Brace for earnings fallout as Chinese firms warn of production setbacks in Covid-19 lockdown cities
- Almost 100 companies have flagged disruptions to business and production facilities in lockdown cities across mainland China
- Earnings to turn uglier in the second quarter as lockdowns in major hubs like Shanghai show no sign of ending

The 98 companies on the Shanghai and Shenzhen exchanges probably saw a slowdown in earnings growth last quarter, because of production halts or supply-chain disruptions, according to analysts at Zheshang Securities based on stock-exchange disclosures.
The affected industries include everything from construction and clothing to food and household appliances, they added.
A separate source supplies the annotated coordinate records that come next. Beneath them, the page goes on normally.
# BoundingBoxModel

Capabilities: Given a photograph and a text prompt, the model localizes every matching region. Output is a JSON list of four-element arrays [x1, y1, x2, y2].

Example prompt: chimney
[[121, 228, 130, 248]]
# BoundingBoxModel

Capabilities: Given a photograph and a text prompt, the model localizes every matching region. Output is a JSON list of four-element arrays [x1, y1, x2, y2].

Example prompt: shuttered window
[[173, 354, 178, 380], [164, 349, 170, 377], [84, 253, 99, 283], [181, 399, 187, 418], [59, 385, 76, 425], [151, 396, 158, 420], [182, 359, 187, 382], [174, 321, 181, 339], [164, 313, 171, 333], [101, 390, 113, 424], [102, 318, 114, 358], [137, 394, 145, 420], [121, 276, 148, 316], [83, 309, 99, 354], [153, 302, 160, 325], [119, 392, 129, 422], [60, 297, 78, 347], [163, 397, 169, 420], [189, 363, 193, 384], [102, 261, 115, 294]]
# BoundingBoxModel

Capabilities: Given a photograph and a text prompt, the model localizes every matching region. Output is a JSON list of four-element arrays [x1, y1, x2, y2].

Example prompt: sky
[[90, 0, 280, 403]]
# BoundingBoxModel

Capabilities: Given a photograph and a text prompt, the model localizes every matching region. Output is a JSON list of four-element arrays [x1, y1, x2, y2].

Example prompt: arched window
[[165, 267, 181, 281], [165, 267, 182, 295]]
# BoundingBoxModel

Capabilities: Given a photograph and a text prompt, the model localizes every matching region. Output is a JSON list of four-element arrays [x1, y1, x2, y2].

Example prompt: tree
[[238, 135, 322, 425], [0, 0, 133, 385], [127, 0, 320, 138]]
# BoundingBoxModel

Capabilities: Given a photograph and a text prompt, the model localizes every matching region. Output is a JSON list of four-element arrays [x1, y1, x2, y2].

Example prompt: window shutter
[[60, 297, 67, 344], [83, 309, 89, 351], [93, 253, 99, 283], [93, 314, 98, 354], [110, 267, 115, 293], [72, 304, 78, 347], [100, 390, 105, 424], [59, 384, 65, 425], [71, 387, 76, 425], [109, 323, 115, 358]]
Most of the companies are smaller enterprises, showing their vulnerability to the nation’s uncompromising pandemic-control measures.
“The first-quarter results should be okay as the full impact of the Shanghai lockdown won’t be felt yet,” said Wang Zheng, chief investment officer at Jingxi Investment Management in Shanghai. “The second-quarter number will be uglier and we will need to brace for that.”
The Shanghai Composite Index has fallen 12 per cent this year, making it the worst performer among major indices in the Asia-Pacific region. At least 20 provinces or municipalities have been placed under lockdown this year. Goldman Sachs said cities with high- and mid-risk districts accounted for a third of China’s economic output in the last two weeks of March.